There are four other children who have also been emotionally displaced by this. And yes, it makes me bitter, jealous, and angry when I see so much attention and pity taken on my niece, while nothing goes to my own children. It hasn’t been easy for them either. They aren’t old enough yet to fully understand why we’ve taken in my niece. All they see is this other child who requires a major amount of attention, affection, and redirection. All they see is this other child who receives so many passes from other people for temper-tantrums and outbursts and violence, while they get none.
(Not that I believe ANY of them should get passes on these things; I treat them all equally. They are both punished and praised for the same things. Differences in age taken into account, of course.)
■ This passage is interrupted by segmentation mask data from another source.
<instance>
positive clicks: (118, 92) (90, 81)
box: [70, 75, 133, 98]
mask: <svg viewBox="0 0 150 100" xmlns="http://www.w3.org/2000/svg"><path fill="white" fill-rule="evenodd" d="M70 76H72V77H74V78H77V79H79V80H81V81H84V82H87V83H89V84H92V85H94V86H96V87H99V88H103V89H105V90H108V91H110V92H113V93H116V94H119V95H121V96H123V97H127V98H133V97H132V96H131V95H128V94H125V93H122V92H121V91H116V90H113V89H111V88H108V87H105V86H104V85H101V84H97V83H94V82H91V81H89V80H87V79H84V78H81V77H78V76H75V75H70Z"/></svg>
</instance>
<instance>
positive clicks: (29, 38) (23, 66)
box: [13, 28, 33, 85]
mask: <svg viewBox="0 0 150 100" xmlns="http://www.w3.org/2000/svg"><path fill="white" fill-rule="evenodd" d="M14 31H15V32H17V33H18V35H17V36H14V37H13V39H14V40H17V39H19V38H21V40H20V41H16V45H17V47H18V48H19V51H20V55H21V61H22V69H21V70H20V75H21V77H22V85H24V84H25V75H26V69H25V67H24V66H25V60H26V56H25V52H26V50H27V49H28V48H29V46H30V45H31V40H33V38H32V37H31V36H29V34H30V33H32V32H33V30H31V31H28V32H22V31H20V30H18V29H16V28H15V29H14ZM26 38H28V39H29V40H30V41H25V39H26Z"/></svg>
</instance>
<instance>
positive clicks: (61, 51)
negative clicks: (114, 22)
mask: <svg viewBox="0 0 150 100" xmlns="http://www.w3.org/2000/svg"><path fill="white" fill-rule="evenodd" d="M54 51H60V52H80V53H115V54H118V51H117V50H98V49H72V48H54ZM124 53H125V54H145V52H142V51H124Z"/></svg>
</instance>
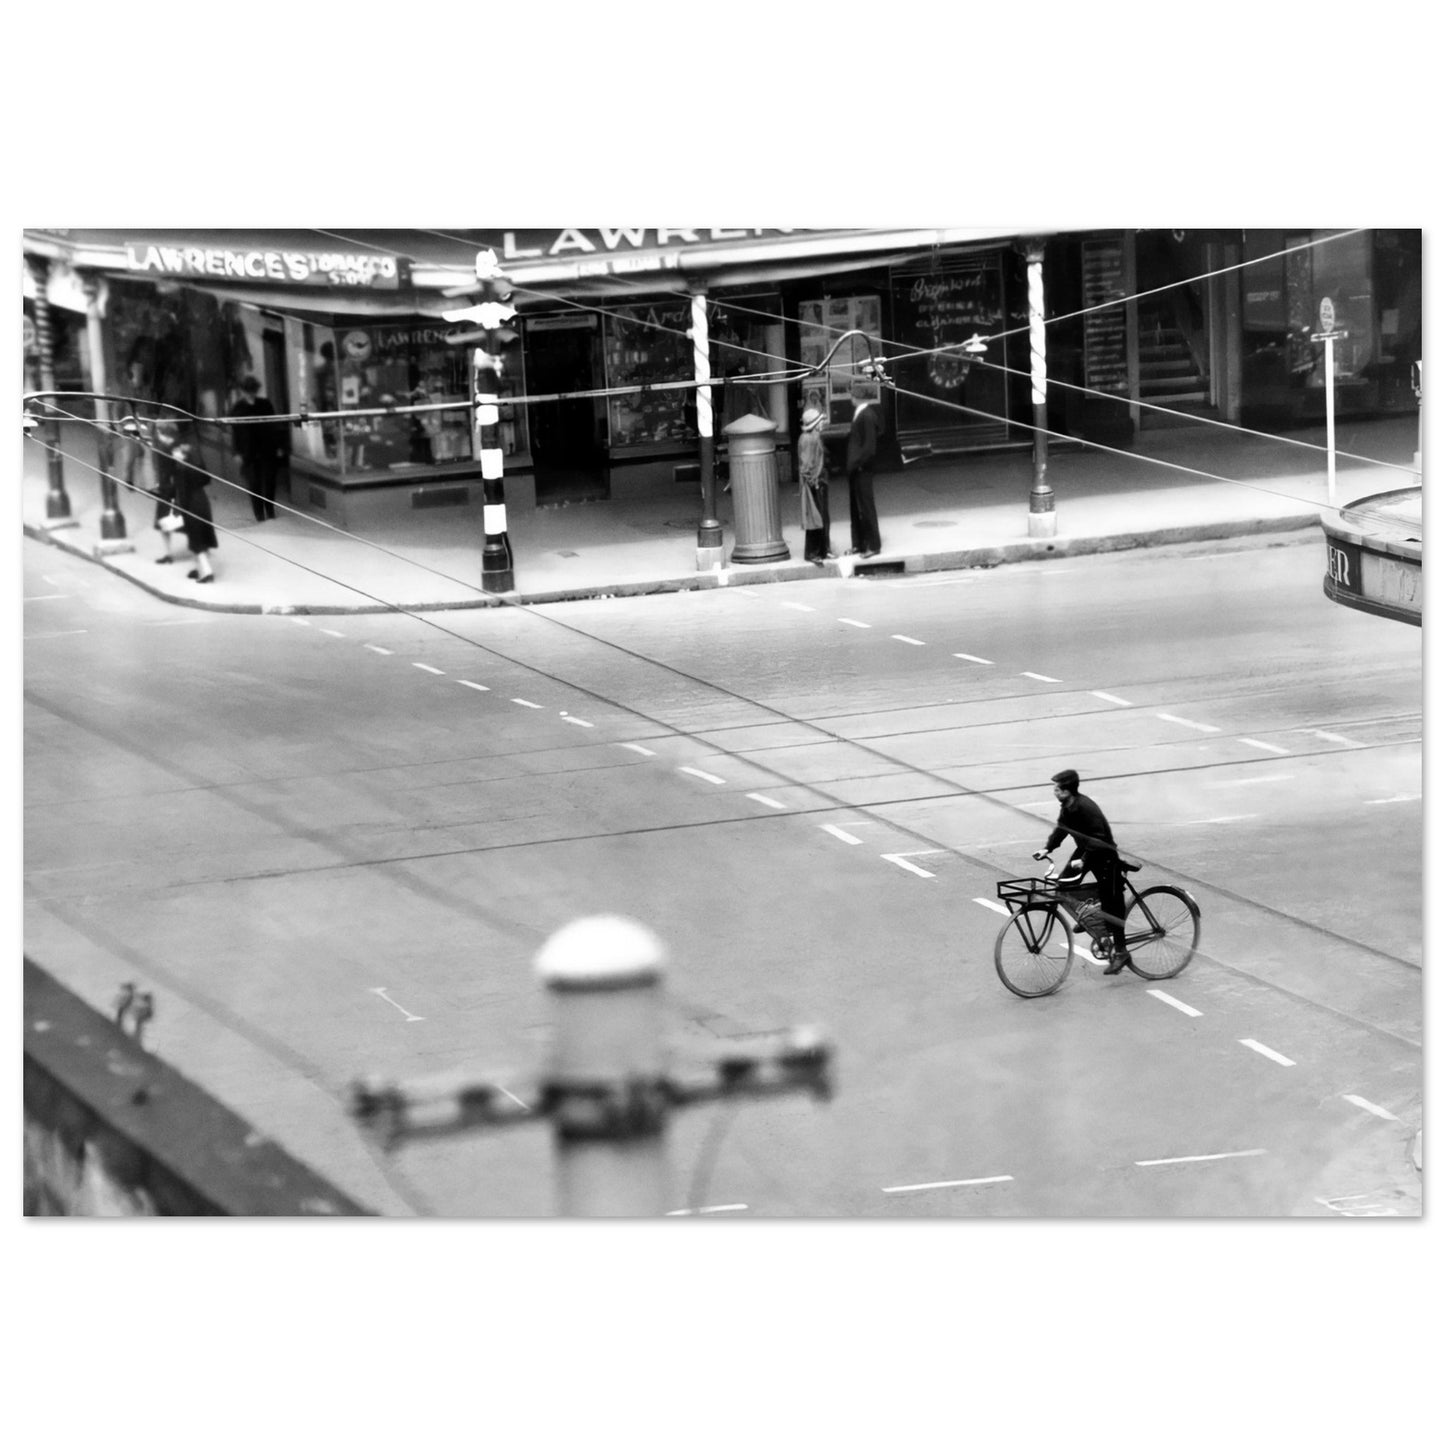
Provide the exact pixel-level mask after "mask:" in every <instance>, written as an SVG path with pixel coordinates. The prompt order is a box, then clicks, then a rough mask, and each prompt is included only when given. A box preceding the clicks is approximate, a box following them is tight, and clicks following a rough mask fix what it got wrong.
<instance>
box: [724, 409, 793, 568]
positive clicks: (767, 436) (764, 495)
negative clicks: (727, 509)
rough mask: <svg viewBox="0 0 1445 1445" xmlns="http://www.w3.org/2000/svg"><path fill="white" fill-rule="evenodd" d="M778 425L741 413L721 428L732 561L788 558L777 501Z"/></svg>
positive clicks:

It sounds petty, but it’s the truth. These are the thoughts and feelings I’ve been struggling with for some time now. I try not to feel this way, I really do. And I’m not looking for answers, or for apologies from a certain person because they aren’t really owed to me, anyways. I really just needed to get this off my chest before it ate me alive.
But at the end of the day, I know that these struggles, these trials, are totally worth it. Cliché as it may sound. To know that our niece is in a safe, loving, and stable environment trumps the stress. To know that she has a better shot at life with us than she would anywhere else right now, makes it easier to get through the tough moments when she’s screaming at the top of her lungs and our other children are losing their heads and making demands.
The first time our niece successfully picked up a spoon and fed herself was an awesome feeling. When she finally began to play independently, imaginatively, we were ecstatic. There’s still a long road ahead. We’re still trying to get her talking, or at least using sign language to communicate, but we’ll get there. It’ll take time, and a hell of a lot of effort, but we’ll get there. Eventually I’ll get over all my resentment and negative feels, until then, I continue to tread on, fighting the good fight.